Honda motor co., ltd. (20240332604). SOLID ELECTROLYTE COMPOSITE simplified abstract
Contents
- 1 SOLID ELECTROLYTE COMPOSITE
- 1.1 Organization Name
- 1.2 Inventor(s)
- 1.3 SOLID ELECTROLYTE COMPOSITE - A simplified explanation of the abstract
- 1.4 Potential Applications
- 1.5 Problems Solved
- 1.6 Benefits
- 1.7 Commercial Applications
- 1.8 Prior Art
- 1.9 Frequently Updated Research
- 1.10 Questions about Solid Electrolyte Compositions
- 1.11 Original Abstract Submitted
SOLID ELECTROLYTE COMPOSITE
Organization Name
Inventor(s)
Kizashi Iwakiri of Saitama (JP)
Takuya Taniuchi of Saitama (JP)
Toshimitsu Tanaka of Saitama (JP)
SOLID ELECTROLYTE COMPOSITE - A simplified explanation of the abstract
This abstract first appeared for US patent application 20240332604 titled 'SOLID ELECTROLYTE COMPOSITE
The present disclosure pertains to a solid electrolyte composition that aims to achieve a balance between energy density and strength in a solid-state battery. The composition includes a solid electrolyte composite positioned between a positive electrode layer and a negative electrode layer in a solid-state battery. This composite consists of a positive electrode side solid electrolyte layer near the positive electrode layer and a negative electrode side solid electrolyte layer near the negative electrode layer, with a stepped shape between them. The negative electrode side solid electrolyte layer contains a higher content of filler and/or porous substrate compared to the positive electrode side solid electrolyte layer.

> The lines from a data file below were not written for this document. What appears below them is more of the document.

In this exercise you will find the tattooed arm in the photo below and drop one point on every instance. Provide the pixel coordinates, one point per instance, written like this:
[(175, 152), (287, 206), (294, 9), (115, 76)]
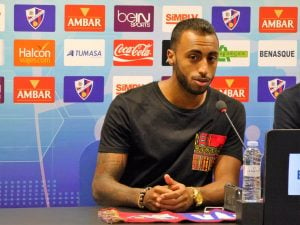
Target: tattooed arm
[(107, 190)]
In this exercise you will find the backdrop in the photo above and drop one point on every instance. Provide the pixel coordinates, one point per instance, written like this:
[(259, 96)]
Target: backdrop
[(62, 62)]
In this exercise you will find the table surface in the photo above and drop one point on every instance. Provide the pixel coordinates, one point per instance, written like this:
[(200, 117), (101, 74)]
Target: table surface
[(61, 216)]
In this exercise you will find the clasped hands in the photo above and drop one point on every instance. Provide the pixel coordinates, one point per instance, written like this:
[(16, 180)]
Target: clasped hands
[(173, 196)]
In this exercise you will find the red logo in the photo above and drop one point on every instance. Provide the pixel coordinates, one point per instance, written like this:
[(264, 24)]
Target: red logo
[(278, 19), (234, 87), (133, 53)]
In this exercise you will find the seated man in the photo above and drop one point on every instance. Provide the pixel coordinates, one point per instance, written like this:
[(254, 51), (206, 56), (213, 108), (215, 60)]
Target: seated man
[(165, 146), (287, 109)]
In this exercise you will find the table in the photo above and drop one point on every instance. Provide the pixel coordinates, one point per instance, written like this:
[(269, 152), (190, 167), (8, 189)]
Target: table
[(62, 216)]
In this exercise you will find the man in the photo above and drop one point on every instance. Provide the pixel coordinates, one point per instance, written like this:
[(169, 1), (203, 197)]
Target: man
[(287, 109), (165, 146)]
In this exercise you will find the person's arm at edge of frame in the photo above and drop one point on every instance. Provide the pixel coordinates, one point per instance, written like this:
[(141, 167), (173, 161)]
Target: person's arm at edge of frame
[(106, 188), (227, 170)]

- Solid electrolyte composition for solid-state batteries
- Composite structure with positive and negative electrode side layers
- Stepped shape design for enhanced compatibility
- Higher filler and/or porous substrate content in the negative electrode side layer
- Balancing energy density and strength in solid-state batteries
Potential Applications
The solid electrolyte composition can be utilized in various solid-state battery applications, including electric vehicles, portable electronics, and grid energy storage systems.
Problems Solved
This innovation addresses the challenge of achieving compatibility between energy density and strength in solid-state batteries, which is crucial for enhancing battery performance and longevity.
Benefits
- Improved energy density in solid-state batteries - Enhanced strength and durability - Better overall performance and efficiency
Commercial Applications
The solid electrolyte composition can revolutionize the battery industry by enabling the development of more efficient and reliable solid-state batteries for a wide range of applications, leading to advancements in electric vehicles, consumer electronics, and renewable energy storage systems.
Prior Art
Readers interested in exploring prior art related to solid electrolyte compositions for solid-state batteries can start by researching existing patents and scientific literature in the field of battery technology and materials science.
Frequently Updated Research
Stay updated on the latest research and developments in solid electrolyte compositions for solid-state batteries by following reputable scientific journals and conferences in the field of energy storage technologies.
Questions about Solid Electrolyte Compositions
What are the key advantages of using solid electrolyte compositions in solid-state batteries?
Solid electrolyte compositions offer advantages such as improved safety, higher energy density, and longer cycle life compared to traditional liquid electrolytes.
How does the stepped shape design in the solid electrolyte composite contribute to the performance of solid-state batteries?
The stepped shape design helps optimize the interface between the positive and negative electrode side layers, enhancing the overall efficiency and stability of the battery system.
Original Abstract Submitted
the present disclosure relates to a solid electrolyte composition that can achieve compatibility between energy density and strength of a solid-state battery. provided is a solid electrolyte composite disposed between a positive electrode layer and a negative electrode layer in a solid-state battery, comprising a positive electrode side solid electrolyte layer disposed in a side closer to the positive electrode layer and a negative electrode side solid electrolyte layer disposed in a side closer to the negative electrode layer, the solid electrolyte composite having a stepped shape having a step between the positive electrode side solid electrolyte layer and the negative electrode side solid electrolyte layer, at least the negative electrode side solid electrolyte layer comprising a filler and/or a porous substrate, the negative electrode side solid electrolyte layer having a higher content of the filler and/or the porous substrate than the positive electrode side solid electrolyte layer.